The Lutheran blood group was initially described in 1945 when the first example of anti-Lu^a was discovered in the serum of a patient following transfusion of a unit of blood carrying the corresponding low frequency antigen. The new antibody was named Lutheran, a misinterpretation of the patient's name, Luteran. In 1956, Cutbush and Chanarin described anti-Lu^b, which defined the high frequency antithetical partner. The Lutheran blood group system, now consists of 18 antigens, including four allelic pairs: Lu^a (Lu1) and Lu^b (Lu2); Lu6 and Lu9; Lu8 and Lu14; Au^a (Lu18) and Au^b (Lu19).

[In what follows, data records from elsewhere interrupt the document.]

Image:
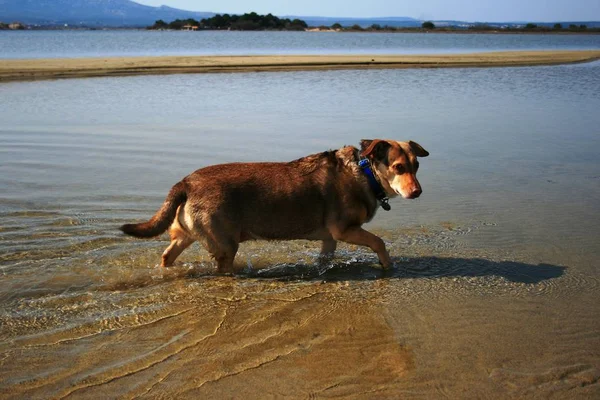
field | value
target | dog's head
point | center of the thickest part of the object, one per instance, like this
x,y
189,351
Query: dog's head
x,y
396,165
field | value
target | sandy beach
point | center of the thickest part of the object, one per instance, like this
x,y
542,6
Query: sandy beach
x,y
35,69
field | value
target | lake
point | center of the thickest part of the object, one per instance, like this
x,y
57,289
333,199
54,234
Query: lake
x,y
52,44
496,281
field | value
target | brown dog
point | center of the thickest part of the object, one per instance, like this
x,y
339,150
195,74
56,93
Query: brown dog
x,y
325,196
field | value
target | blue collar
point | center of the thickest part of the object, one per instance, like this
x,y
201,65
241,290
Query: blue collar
x,y
365,166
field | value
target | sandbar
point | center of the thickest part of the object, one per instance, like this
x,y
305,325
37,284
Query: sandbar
x,y
63,68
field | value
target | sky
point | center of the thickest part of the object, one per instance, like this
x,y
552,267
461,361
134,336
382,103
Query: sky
x,y
464,10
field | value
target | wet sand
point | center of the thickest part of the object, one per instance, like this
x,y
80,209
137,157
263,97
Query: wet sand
x,y
19,70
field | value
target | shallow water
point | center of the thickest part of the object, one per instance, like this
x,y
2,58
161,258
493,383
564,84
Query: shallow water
x,y
495,287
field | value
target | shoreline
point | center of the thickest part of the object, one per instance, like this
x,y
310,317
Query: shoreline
x,y
12,70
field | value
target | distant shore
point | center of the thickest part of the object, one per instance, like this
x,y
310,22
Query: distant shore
x,y
37,69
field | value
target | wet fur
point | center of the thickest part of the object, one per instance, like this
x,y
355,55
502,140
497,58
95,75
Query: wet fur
x,y
323,197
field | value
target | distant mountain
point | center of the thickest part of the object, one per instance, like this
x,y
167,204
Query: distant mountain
x,y
90,12
364,22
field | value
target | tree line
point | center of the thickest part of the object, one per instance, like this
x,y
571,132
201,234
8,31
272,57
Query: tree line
x,y
247,22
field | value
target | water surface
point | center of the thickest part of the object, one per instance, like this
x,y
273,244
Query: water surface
x,y
495,287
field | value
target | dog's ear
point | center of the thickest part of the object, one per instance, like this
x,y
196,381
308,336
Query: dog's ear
x,y
418,149
375,149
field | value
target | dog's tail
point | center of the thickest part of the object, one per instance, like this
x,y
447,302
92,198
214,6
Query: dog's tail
x,y
163,218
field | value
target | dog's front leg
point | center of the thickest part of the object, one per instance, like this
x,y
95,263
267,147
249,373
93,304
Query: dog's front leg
x,y
327,251
328,248
361,237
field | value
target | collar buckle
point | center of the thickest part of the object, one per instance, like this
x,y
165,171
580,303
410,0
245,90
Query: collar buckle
x,y
376,187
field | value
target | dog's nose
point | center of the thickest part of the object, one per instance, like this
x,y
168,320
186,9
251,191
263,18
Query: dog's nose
x,y
415,193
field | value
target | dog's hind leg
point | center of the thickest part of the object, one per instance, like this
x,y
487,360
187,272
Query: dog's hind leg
x,y
328,248
179,242
361,237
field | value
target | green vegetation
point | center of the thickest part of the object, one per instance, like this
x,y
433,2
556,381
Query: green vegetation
x,y
247,22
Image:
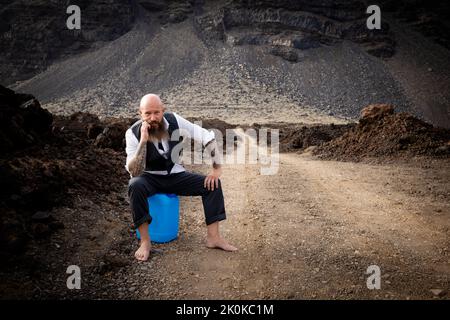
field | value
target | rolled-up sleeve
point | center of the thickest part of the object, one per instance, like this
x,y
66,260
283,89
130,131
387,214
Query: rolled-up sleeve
x,y
195,131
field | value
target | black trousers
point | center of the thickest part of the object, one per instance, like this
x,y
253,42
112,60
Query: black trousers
x,y
182,184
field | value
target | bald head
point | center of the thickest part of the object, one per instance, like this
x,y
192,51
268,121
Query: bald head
x,y
151,108
150,100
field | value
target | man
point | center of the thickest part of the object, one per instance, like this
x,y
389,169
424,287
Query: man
x,y
149,162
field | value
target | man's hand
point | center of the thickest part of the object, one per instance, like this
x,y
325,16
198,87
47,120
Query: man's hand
x,y
212,179
144,131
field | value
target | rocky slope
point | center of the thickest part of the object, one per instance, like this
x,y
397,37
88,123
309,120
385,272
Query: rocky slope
x,y
233,58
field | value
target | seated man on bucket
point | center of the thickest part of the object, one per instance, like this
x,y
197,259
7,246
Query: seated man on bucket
x,y
148,148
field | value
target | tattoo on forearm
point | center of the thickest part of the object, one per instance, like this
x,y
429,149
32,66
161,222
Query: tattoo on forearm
x,y
137,165
215,156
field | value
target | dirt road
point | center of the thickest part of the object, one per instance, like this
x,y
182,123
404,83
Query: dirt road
x,y
311,231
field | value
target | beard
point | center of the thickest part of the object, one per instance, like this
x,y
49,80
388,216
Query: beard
x,y
157,130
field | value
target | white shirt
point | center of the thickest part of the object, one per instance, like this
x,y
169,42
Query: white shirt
x,y
195,131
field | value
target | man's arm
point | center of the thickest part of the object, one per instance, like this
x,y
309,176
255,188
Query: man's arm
x,y
207,138
136,163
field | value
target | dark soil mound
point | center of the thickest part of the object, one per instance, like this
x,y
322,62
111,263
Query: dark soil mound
x,y
383,133
44,161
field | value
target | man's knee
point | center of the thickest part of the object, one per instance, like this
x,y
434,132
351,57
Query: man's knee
x,y
136,184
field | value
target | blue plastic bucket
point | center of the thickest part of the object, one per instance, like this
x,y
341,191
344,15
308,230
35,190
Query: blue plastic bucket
x,y
164,209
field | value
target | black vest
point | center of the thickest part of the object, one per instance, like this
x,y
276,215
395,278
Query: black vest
x,y
155,161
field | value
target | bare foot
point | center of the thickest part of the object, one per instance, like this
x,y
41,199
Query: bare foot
x,y
220,244
143,252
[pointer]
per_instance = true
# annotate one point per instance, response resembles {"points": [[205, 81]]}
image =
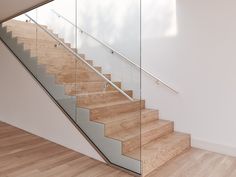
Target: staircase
{"points": [[106, 108]]}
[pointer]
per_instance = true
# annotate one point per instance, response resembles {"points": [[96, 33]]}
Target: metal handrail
{"points": [[118, 53], [82, 59]]}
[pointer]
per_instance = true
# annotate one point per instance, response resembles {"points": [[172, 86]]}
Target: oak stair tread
{"points": [[125, 116], [111, 104], [142, 129], [163, 144]]}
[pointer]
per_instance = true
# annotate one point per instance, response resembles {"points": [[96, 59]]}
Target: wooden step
{"points": [[160, 151], [88, 87], [85, 77], [73, 69], [62, 62], [114, 108], [150, 131], [86, 99], [27, 29], [39, 42], [129, 120]]}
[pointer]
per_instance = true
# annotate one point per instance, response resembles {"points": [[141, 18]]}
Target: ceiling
{"points": [[12, 8]]}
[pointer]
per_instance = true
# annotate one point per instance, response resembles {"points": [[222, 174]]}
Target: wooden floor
{"points": [[26, 155]]}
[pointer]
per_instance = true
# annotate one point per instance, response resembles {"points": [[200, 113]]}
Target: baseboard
{"points": [[222, 149]]}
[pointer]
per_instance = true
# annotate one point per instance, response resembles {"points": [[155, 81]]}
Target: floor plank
{"points": [[26, 155]]}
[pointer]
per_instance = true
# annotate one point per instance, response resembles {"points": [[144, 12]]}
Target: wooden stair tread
{"points": [[108, 104], [135, 114], [139, 130], [120, 116], [101, 92], [163, 144]]}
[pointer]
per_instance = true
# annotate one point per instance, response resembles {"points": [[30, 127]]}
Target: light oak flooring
{"points": [[26, 155]]}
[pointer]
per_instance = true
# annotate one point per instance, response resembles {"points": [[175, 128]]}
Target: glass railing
{"points": [[98, 91]]}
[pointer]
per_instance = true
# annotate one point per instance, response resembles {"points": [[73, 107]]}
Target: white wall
{"points": [[189, 44], [24, 104], [198, 59]]}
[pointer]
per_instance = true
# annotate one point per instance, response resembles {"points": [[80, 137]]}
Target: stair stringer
{"points": [[48, 81], [111, 148]]}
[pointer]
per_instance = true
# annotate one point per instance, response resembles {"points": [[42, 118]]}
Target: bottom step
{"points": [[158, 152]]}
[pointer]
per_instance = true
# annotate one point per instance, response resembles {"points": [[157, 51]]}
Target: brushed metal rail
{"points": [[82, 59], [157, 80]]}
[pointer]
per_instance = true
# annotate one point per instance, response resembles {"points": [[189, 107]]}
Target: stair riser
{"points": [[87, 87], [19, 24], [130, 122], [35, 35], [147, 137], [66, 71], [68, 79], [64, 63], [27, 29], [40, 43], [87, 100], [114, 110]]}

The Lu(a-b-) phenotype or Lu_null is very rare and may rise from one of the three distinct genetic circumstances. These individuals have mild acanthocytosis and poikilocytosis of their red cells. A dominant inhibitor gene, In(Lu), which is independent of the Lutheran locus, is responsible for the most common form of the Lu(a-b-) phenotype. The red cells appear to lack all Lutheran antigens using hemagglutination techniques; however, their presence can be demonstrated by absorption/elution methods. A second Lu_null type is due to the homozygous inheritance of an amorph at the Lutheran locus. This is probably the true Lu_null as no Lu antigens have been detected on the red cells even using absorption/elution techniques. Less than a half dozen individuals with this type are known. The final Lu(a-b-) type, due to an X-linked suppresser gene (XS2), also presents with weakened Lu antigens similar to the inhibitor type, however, only one such family has been found to date. The In(Lu) gene not only suppresses Lutheran but also the i, P₁, Au^a, Anton (An/Wj) and several other antigens defined by monoclonal antibodies.

The Lu protein has a molecular weight of 85 kD and is composed of 5 extracellular Ig- like domains. Lu and B-CAM (basel cell adhesion molecule) are different forms of the same protein/gene whose function is to bind/aminin.